To answer the actual question, I think “those” parents, the extreme cases, are selfish because they coddle their kids to make themselves feel better instead of raising healthy kids. The four-year-olds in strollers are there for the parents’ convenience instead of the kid’s best interests.

deaddolly's avatar

@cyndyh perfect answer!

cyndyh's avatar

Why, thanks you. :^>

Darwin's avatar

We used to use those cheapo “umbrella strollers” basically as a last resort, when short folks were way too tired to keep going at the end of the day and our backs were worn out from lugging them when needed. When I had two kids of that size I tied two such strollers together to make a double-seater. At $19.95 each brand new (and much cheaper in garage sales) it was most cost-effective.

The strollers I see out and about now are the baby equivalent of Cadillac Escalades, while we had an old VW. In fact, now that my daughter can drive we bought her an old VW. When it won’t run, usually a hammer, some duct tape, and maybe some paperclips will get it going again, which fosters creativity.

As to baby-proofing, I simply reversed the cabinets: Towels went under the sink and nasty things went into the highest cabinet I could find. I put a cheap latch up high on the doors to the outside so no one could suddenly dash out into the street, and I put a baby gate on the stairs. I also took the knobs off the stove, and they are still off because we have big dogs who like to check out the counters and they have accidentally turned the burners on.

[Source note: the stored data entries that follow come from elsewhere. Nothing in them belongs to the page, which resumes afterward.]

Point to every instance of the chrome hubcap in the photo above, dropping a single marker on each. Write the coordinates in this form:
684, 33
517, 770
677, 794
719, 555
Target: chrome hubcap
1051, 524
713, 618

We did buy a crib and a playpen for the first baby (we ended up putting the Christmas tree in the playpen because we got tired of picking the plastic ornaments up all the time), and someone gave us a used high chair. However, we never had a changing table, or a fancy diaper pail, or toddler beds, or many other fancy doodads. Instead, we spent our money on books and doing things with the kids.

For baby number two, though, I did get one of those front pouch baby carrying things – that was a godsend since I had a newborn and a two-year-old at the same time.

We used to get a lot of compliments from older folks who said they enjoyed seeing our kids being able to move about and be kids. We let them do that as long as it was in an appropriate place and time.

I suspect some of the escalation in childcare accoutrements is simply a result of marketing attempting to make new parents feel as if they have to have all those things, and partly it is the inevitable feeling that new parents have that they need to give their kids everything (big mistake!).

scamp's avatar

@deaddolly too late for poof!! She’s wearing latex on her fingers as we speak They look like litle mini condoms, ha ha!!

poofandmook's avatar

aye, but they do.

marinelife's avatar

I do not approve of exploding kids—it makes such a mess.

Darwin's avatar

Especially when they throw things, like open but full soda cans.